FT.com: Economist eyes social network cash boost

"The Economist newspaper plans to acquire 500,000 fans on Facebook and 750,000 followers on Twitter within six months ... Readers of The Economist’s website will soon be able to log in and make comments using their Facebook identity, through Facebook Connect. ... The Economist’s discussion forums will remain free. “People aren’t accustomed to being charged for conversation,” [Economist publisher Ben Edwards] said."

Independent: British press split in two by Wapping’s great gamble

Great summary of the state of the paywall debate among UK national newspapers by Ian Burrell. Emily Bell of the Guardian: "This is not about newspaper publishing, this is about news, content and analysis on the internet and as long as you keep making the category error that says newspaper publishers are different you won’t make any progress."

The Atlantic: The Newsweekly’s Last Stand

"The Economist prides itself on cleverly distilling the world into a reasonably compact survey. Another word for this is blogging, or at least what blogging might be after it matures—meaning, after it transcends its current status as a free-fire zone and settles into a more comprehensive system of gathering and presenting information. As a result, although its self-marketing subtly sells a kind of sleek, mid-last-century Concorde-flying sangfroid, The Economist has reached its current level of influence and importance because it is, in every sense of the word, a true global digest for an age when the amount of undigested, undigestible information online continues to metastasize. And that’s a very good place to be in 2009. ... Tellingly, the very lo-fi digest The Week, which has copped The Economist’s attitude without any real reporting or analysis at all, is thriving as well."

FT.com: Newsweek to turn new page with relaunch

"A prototype of the redesign that will be launched in early May is a cleaner take on the old, with more white space and bolder photographs. The launch will coincide with a relaunch of Newsweek.com that will replace wire copy with links to the best sources of online news, even if published by rivals. ... Newsweek intends to court a high-end audience seeking in-depth commentary and reporting."
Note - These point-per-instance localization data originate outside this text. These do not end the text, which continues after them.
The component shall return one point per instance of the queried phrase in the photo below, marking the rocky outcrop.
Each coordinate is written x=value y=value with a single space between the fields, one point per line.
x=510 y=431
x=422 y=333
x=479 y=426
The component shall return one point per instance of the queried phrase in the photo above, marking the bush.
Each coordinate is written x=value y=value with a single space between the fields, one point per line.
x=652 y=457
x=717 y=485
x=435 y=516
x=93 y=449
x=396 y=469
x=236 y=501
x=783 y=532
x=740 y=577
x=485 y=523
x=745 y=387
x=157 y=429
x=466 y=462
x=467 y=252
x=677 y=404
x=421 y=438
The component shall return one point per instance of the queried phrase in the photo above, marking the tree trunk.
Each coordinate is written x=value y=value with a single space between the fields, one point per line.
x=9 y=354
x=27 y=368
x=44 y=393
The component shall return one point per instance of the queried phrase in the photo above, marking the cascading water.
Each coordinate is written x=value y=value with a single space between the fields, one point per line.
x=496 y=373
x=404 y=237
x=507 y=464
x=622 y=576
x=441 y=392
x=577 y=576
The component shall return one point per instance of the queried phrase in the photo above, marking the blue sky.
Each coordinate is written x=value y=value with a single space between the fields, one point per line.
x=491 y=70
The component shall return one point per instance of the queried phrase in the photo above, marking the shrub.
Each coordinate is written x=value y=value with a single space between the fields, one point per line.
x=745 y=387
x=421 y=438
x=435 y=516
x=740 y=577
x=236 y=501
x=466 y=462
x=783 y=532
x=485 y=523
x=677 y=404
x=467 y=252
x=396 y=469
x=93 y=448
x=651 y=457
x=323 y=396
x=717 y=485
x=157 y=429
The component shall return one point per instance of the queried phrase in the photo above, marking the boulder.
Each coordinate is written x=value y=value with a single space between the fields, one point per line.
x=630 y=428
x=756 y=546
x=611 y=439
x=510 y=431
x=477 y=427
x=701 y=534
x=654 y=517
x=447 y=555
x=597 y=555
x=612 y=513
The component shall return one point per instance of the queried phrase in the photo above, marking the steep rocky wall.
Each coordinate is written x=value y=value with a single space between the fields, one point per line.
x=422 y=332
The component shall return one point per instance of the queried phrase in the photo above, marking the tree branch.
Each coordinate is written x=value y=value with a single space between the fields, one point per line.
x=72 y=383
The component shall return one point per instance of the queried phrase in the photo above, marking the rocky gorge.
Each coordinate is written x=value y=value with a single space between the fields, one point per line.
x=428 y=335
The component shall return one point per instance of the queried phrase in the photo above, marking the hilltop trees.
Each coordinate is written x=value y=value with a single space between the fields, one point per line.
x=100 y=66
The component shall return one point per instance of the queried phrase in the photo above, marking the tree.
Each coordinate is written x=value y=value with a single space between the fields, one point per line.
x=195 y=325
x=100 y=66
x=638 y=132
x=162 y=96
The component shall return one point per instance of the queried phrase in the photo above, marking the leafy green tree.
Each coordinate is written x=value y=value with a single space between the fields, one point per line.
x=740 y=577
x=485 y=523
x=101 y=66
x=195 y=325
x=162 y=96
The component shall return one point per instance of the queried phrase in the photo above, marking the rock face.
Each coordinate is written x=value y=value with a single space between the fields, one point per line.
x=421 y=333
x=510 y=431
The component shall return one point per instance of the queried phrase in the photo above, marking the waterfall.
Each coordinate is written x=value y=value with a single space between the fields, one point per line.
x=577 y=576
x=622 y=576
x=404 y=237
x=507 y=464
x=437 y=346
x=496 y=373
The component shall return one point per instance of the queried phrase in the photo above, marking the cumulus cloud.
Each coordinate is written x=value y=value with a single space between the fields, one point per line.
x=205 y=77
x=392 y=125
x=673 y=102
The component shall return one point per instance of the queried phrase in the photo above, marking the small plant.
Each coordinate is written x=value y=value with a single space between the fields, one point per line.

García Media: Elite newspapers, free newspapers: the future lies somewhere here

Mario Garcia: "We have often mentioned in this blog that we believe the printed newspaper of the future will be published less often than daily ... We have also heralded the rapid growth of free newspapers worldwide ... Of course, a strong online edition is a vital requirement. The newspaper of the future—elite or free—is simply a companion to a robust and newsy online edition."